The Propeller Health System is FDA-approved as a medical device. It includes a sensor that attaches to inhaler rescue or controller medications. There is an app called Cards that helps patients manage their conditions.  Providers can access tools that allow them to proactively manage large groups of patients.

 

  1. OMADA HEALTH

Omada Health’s online diabetes prevention program has more than 85,000 users, making it the largest of its kind in the United States. Omada’s most significant achievement so far has been receiving reimbursement from the U.S. federal government for its online diabetes prevention program. It is one of the first digital health companies to receive this recognition. It was already targeting roughly 86 million Americans with prediabetes. Reimbursement for screening diabetes was already common.  Omada’s achievement is significant because The Centers for Medicare & Medicaid Services never reimbursed companies and providers that help prevent the progression of the disease all together. Other digital therapeutic startups will now be free to take established offline programs and bring them online, making them accessible for more patients.

 

Omada Health is among the first digital health companies to receive reimbursement from the U.S. federal government for its online diabetes prevention program. Omada is aimed at the roughly 86 million Americans with prediabetes. The government support is a big step forward for chronic disease prevention: The Centers for Medicare & Medicaid Services has always reimbursed for screening diabetes, but not for companies and providers that help prevent the progression of the disease altogether.

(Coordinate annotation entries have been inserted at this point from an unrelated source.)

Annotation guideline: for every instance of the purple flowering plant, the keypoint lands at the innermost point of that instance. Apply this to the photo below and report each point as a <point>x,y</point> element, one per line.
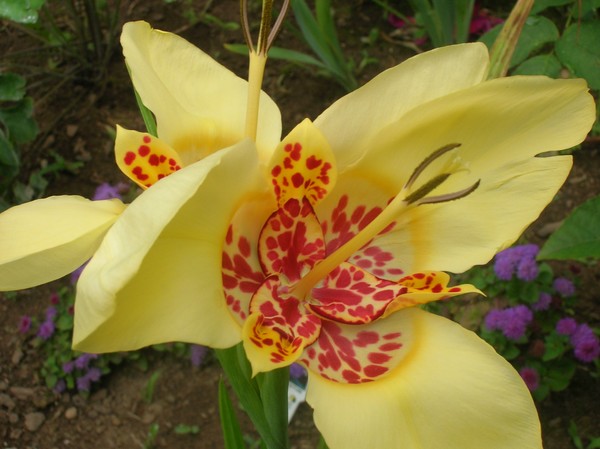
<point>68,370</point>
<point>531,320</point>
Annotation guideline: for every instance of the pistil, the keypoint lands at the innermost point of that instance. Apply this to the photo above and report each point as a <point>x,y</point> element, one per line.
<point>405,200</point>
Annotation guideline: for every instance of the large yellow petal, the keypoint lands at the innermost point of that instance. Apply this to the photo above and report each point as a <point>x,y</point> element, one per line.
<point>46,239</point>
<point>200,106</point>
<point>497,122</point>
<point>500,125</point>
<point>452,391</point>
<point>456,235</point>
<point>351,122</point>
<point>157,276</point>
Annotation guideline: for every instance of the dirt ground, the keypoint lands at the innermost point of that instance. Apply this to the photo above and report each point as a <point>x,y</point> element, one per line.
<point>116,415</point>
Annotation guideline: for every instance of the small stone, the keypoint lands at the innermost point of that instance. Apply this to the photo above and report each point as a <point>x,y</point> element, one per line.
<point>6,401</point>
<point>33,421</point>
<point>22,393</point>
<point>72,130</point>
<point>71,413</point>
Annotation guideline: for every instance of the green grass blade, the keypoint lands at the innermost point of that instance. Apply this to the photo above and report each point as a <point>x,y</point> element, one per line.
<point>232,433</point>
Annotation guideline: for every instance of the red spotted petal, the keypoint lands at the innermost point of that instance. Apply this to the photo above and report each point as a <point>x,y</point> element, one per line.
<point>356,353</point>
<point>291,241</point>
<point>303,165</point>
<point>143,158</point>
<point>279,327</point>
<point>353,296</point>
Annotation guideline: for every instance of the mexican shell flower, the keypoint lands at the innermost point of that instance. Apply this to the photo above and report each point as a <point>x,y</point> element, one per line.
<point>319,248</point>
<point>46,239</point>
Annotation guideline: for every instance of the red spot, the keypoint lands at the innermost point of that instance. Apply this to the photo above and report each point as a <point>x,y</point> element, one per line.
<point>350,376</point>
<point>297,180</point>
<point>312,162</point>
<point>129,157</point>
<point>378,358</point>
<point>375,370</point>
<point>390,347</point>
<point>137,171</point>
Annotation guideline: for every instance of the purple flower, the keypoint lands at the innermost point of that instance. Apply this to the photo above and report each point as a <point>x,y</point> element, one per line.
<point>531,378</point>
<point>566,326</point>
<point>583,332</point>
<point>564,287</point>
<point>106,191</point>
<point>46,330</point>
<point>94,374</point>
<point>83,360</point>
<point>494,319</point>
<point>83,383</point>
<point>297,371</point>
<point>68,367</point>
<point>543,302</point>
<point>51,313</point>
<point>519,260</point>
<point>512,321</point>
<point>197,354</point>
<point>25,324</point>
<point>60,386</point>
<point>588,350</point>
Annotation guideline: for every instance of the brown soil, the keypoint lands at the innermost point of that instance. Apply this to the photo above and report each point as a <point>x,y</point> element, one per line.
<point>115,415</point>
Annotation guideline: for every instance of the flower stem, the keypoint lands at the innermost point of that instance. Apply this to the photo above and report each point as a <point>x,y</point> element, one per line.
<point>255,77</point>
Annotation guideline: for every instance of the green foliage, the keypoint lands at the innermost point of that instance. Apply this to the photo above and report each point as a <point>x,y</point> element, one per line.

CMS’s decision is also a big deal for other digital therapeutic startups, which essentially take established offline programs and bring them online to make them accessible for more patients.

 

  1. GLOBAL KINETICS CORPORATION

The word ‘kinetics’ brings movement to mind. It should come as no surprise that movement is the focus of a company with that word in the middle of its title. The Personal Kinetigraph is the brainchild of Global Kinetics Corporation, an FDA-approved device currently worn by 14,500 patients in more than 200 clinics around the world. Patients with Parkinson’s wear them for seven days, during which they receive reminders of when to take their medication and their doctors receive data that will help them make an accurate diagnosis and identify important changes and trends. This ‘wearable’ will likely be applied to other diseases such as Huntington’s disease, Alzheimer’s disease and epilepsy in the near future.